Богданов откашлялся в кулак и закончил:
— А Шадрину над всем этим советую хорошенько подумать и в корне изменить свое отношение к работе. Иначе ничего не получится. Я не желаю, чтобы он повторил карьеру Сысоева. Это мое последнее слово.
Прокурор умолк. Собрание подходило к концу. По неписаному правилу ведения собраний, стало традицией: уж если с итоговой речью выступил старший начальник, то выступать после него подчиненному считалось вроде бы неэтичным. Так решил и Наседкин. Обращаясь к собранию, он спросил:
— Еще никто не желает выступать? — Последние слова он произнес скороговоркой и поспешил «закругляться». — Я думаю, что по второму вопросу мы примем соответствующее решение, в котором отметим…
Наседкина перебил Кобзев:
— Нужно дать слово Шадрину. Пусть выскажется.
— Пожалуйста! А кто его лишает слова? Не за язык же его тащить! Товарищ Шадрин, у вас есть что сказать собранию? Как вы думаете реагировать на критику по вашему адресу?

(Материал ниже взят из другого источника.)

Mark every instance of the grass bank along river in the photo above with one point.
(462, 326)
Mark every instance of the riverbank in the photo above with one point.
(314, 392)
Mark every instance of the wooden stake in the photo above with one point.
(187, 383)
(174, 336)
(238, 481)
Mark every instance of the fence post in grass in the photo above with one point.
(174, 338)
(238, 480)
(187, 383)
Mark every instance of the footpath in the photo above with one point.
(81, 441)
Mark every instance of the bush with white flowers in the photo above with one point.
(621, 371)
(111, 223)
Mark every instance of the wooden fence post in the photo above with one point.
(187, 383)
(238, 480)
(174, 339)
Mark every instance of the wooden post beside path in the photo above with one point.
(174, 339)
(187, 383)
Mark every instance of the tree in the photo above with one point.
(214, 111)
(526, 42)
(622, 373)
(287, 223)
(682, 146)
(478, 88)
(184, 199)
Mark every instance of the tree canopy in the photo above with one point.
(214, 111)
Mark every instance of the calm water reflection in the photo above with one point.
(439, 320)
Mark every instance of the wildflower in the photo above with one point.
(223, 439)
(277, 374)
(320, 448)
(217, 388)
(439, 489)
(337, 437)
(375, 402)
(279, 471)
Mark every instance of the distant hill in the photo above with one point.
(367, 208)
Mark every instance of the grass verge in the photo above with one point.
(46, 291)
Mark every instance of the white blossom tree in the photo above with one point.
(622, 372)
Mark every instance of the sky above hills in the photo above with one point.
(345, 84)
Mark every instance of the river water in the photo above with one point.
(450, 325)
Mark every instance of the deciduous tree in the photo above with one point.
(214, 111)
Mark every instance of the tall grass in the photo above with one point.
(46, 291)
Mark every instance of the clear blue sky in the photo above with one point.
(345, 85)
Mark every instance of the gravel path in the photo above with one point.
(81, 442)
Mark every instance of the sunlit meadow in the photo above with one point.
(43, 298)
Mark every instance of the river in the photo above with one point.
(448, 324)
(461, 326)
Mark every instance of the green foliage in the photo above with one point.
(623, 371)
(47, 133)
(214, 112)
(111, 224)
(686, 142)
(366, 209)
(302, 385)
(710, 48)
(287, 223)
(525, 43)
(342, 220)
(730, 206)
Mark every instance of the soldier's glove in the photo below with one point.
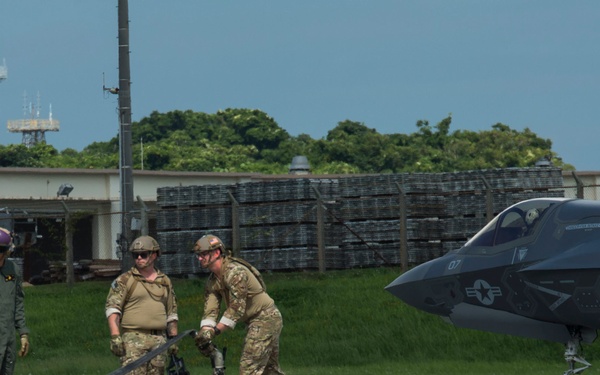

Шадрин неторопливо встал и тихо ответил:
— Критику приму к сведению.
Такое равнодушие Шадрина к собственной судьбе озадачило Кобзева. Он смотрел на него широко открытыми глазами, словно собираясь выругаться: «Какой же ты дурень! Ведь так сомнут! Слопают в два счета! Нужно отбиваться, когда тебя хватают за горло и душат! А ты!..»
Наседкин облегченно вздохнул и продолжал:
— Итак, товарищи, переходим к результативной части собрания…
— У меня есть слово! — резко бросил с места старший следователь Бардюков.
Он встал и откашлялся.
«Экая дерзость!..» — сквозило во взгляде Наседкина, который осторожно посматривал то на прокурора, то на Бардюкова. Он решал — дать или не дать ему слово.
— Пусть выскажется, — благодушно протянул Богданов.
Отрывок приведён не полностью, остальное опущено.